A mild-mannered county official told the truth about the Texas Legislature Friday, and the resulting tremor was felt from Arlington to Austin.
During what is usually a snoreworthy annual speech to business leaders, County Judge Glen Whitley of Hurst said property taxes are high because the state pays less every year of its share for public education — and then state lawmakers blame local officials for higher taxes.
Whitley, an accountant, is in his 22nd year as a county judge or commissioner. His speeches usually involve business development or transportation, not political truth-telling.
“I warned them I was gonna go ‘unplugged’ and I did,” Whitley said later Friday.
At one point, according to attendees, state Sen. Konni Burton walked out.
Whitley said some state senators and representatives endanger our future by opposing needed local tollroad projects and useful business incentives.
In a second speech Friday night, he said bluntly that money from outside Tarrant County is “trying to buy the Legislature.”
By phone, Whitley gave a name.
“You look at the millions upon millions Tim Dunn has spent around this state,” Whitley said.

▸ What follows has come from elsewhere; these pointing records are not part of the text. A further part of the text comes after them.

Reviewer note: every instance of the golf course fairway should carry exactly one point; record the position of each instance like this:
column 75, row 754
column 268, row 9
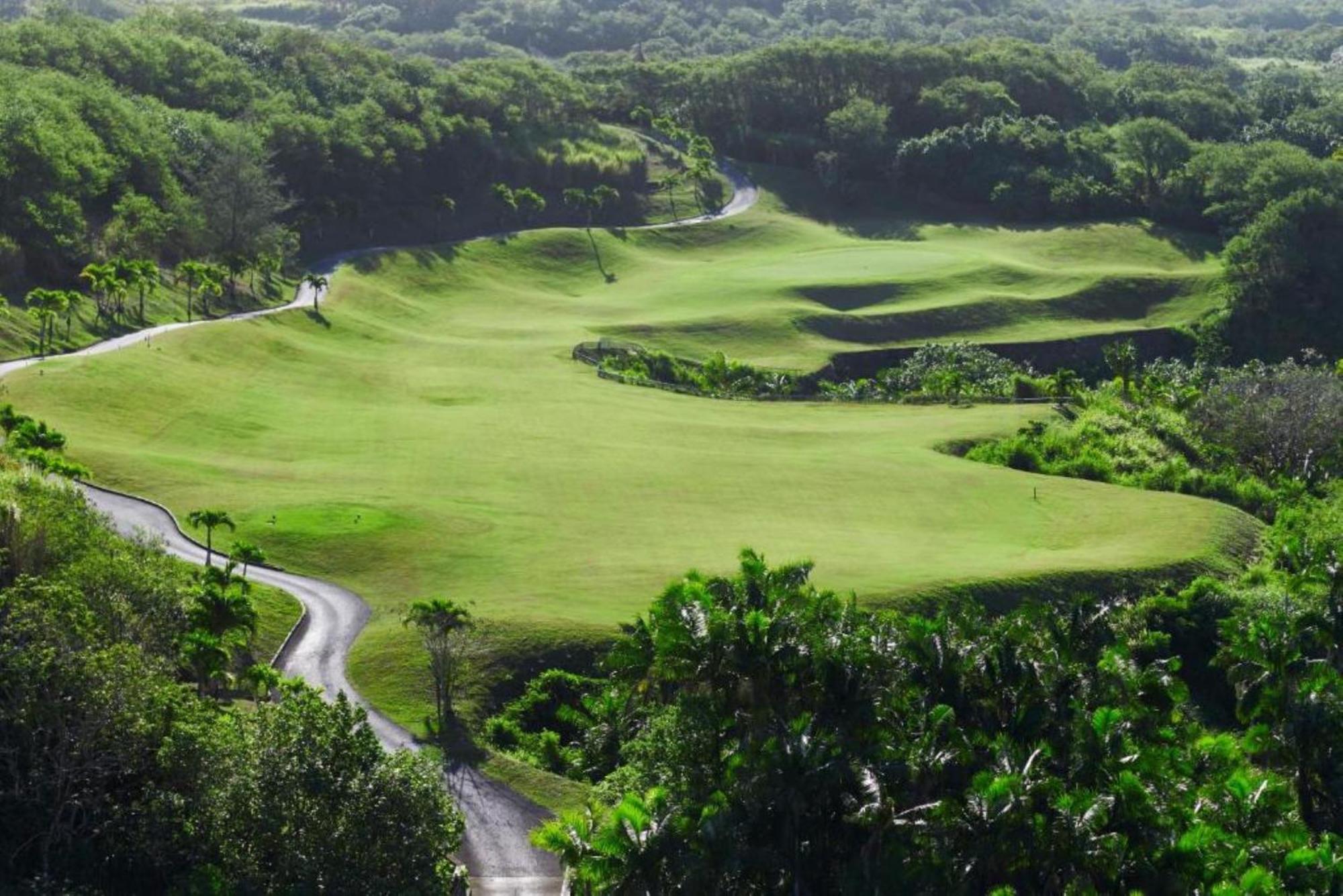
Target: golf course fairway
column 428, row 435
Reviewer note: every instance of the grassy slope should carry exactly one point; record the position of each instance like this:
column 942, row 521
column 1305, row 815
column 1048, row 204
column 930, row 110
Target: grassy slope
column 430, row 436
column 277, row 612
column 789, row 291
column 19, row 333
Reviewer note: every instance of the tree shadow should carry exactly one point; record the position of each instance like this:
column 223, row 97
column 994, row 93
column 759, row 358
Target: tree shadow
column 457, row 742
column 1192, row 244
column 597, row 254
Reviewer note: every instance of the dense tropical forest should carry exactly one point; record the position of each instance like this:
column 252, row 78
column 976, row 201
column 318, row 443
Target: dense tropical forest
column 1131, row 724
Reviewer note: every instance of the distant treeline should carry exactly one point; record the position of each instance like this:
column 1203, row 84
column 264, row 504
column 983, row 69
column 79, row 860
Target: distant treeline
column 185, row 134
column 1118, row 32
column 1039, row 133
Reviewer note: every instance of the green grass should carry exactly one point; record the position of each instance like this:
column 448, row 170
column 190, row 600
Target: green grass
column 277, row 612
column 542, row 788
column 430, row 435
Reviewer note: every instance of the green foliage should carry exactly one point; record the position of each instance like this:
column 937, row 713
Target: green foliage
column 122, row 780
column 774, row 737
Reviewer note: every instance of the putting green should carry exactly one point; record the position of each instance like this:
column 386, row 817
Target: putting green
column 429, row 435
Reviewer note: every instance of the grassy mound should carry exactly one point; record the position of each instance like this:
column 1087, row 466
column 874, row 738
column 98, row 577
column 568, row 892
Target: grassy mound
column 426, row 435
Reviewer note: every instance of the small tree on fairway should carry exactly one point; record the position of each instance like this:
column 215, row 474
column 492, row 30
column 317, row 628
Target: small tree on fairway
column 507, row 200
column 530, row 203
column 318, row 283
column 210, row 521
column 263, row 678
column 1122, row 358
column 246, row 554
column 45, row 306
column 1064, row 383
column 144, row 278
column 444, row 627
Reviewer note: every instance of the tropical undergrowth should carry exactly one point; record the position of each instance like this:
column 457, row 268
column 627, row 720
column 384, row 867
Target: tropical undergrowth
column 1252, row 436
column 755, row 734
column 134, row 762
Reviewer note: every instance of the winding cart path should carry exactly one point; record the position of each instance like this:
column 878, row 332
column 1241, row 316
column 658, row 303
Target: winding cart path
column 496, row 848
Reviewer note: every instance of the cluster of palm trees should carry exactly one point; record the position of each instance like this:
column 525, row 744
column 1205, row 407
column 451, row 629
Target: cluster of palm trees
column 804, row 745
column 700, row 165
column 113, row 282
column 222, row 615
column 445, row 628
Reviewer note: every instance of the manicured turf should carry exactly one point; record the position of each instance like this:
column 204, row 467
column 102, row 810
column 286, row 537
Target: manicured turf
column 277, row 612
column 429, row 434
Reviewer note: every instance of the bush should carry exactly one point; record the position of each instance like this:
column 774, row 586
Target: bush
column 503, row 733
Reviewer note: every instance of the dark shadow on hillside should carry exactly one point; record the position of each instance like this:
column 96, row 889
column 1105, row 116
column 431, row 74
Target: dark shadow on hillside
column 879, row 211
column 459, row 745
column 1125, row 298
column 424, row 255
column 1192, row 244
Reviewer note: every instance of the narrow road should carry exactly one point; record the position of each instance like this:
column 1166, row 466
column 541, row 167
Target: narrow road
column 496, row 847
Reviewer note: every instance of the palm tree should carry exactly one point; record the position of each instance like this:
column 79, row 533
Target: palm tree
column 144, row 278
column 443, row 624
column 1064, row 383
column 507, row 199
column 120, row 285
column 73, row 299
column 45, row 306
column 445, row 205
column 570, row 838
column 246, row 553
column 318, row 283
column 672, row 183
column 210, row 521
column 1122, row 357
column 206, row 656
column 263, row 678
column 212, row 283
column 101, row 278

Dunn, a Midland oil executive and founder of a Christian private school, just gave another $1 million to Empower Texans. That’s the West Texas money machine behind several local Freedom Caucus lawmakers and two local conservative challengers in Texas House races.
“They go down to Austin and they vote the way one or two individuals want them to vote, and not what’s best for Tarrant County,” he said.
Whitley said he’d thought about the speech for more than a month.
In two appearances — he also addressed a leadership conference Friday night — he focused on how Tarrant County’s growth and quality of life will suffer without more highways or tollways and without business deals for the next Facebook plant, General Motors expansion or Globe Life Park.
“Local officials should be left to make local decisions — we really don’t need [lawmakers] putting us in a box,” he said.
“We tell every one of them we want local control. Then they come back and we pat them on the back and tell them what a great job they’re doing. Well, most of the local officials feel the same way I do. It’s time to stand up and make our voices known.”
He struck a nerve when he talked about local school property taxes.
In one PowerPoint slide, Whitley noted that for the last 10 years, the state’s share of local school financing has decreased by almost the same amount lawmakers deposited into their now-$10 billion “rainy day fund” piggybank.
Then came the stinger: He showed the line from the state budget where Austin lawmakers figured on a 14 percent local school property tax increase.
That’s right: Your Texas Legislature passed a budget that assumed your school tax payments will go up 14 percent.
The exact line: “Property values and the estimates of local tax collections on which they are based shall be increased by 7.04 percent for tax year 2017 and by 6.77 percent in tax year 2018.”
When he showed that line highlighted in yellow, several attendees say Burton walked out of the room. The reason is unknown.
“There was a gasp from the entire crowd,” Arlington trustee Bowie Hogg said.
“I think every business person and school person looked around like, ‘Is this real?’ ”
At one point, state Sen. Kelly Hancock, R-North Richland Hills, told Whitley he didn’t have the facts right.
Whitley said he replied, “It’s right there on the screen! You can read it.”
“They passed a budget that they knew was dependent upon a 14 percent increase in your local property tax!” Whitley said later.
“And yet at the same time they point fingers at the local [governments] and say we’re out of control.”
In the second speech later Friday, Whitley took a moment to thank state Reps. Charlie Geren, R-River Oaks, and Giovanni Capriglione, R-Southlake, for supporting local control. They face Empower Texans challengers Bo French and Armin Mizani, respectively.
Whitley said he still considers himself a “good Republican.” He is unopposed in the March 6 primary and faces a Democratic opponent in the fall.
“I think there is a real silent group in the party like me, but they would rather be quiet than be belittled or attacked,” he said.
“I know more and more business people are going to get out and vote. These are people who are not at the extremes.”
Whitley said he plans to start giving the same speech this week to more suburban business groups. He won’t be adding anything.
“I think I’ve said just about enough,” he said.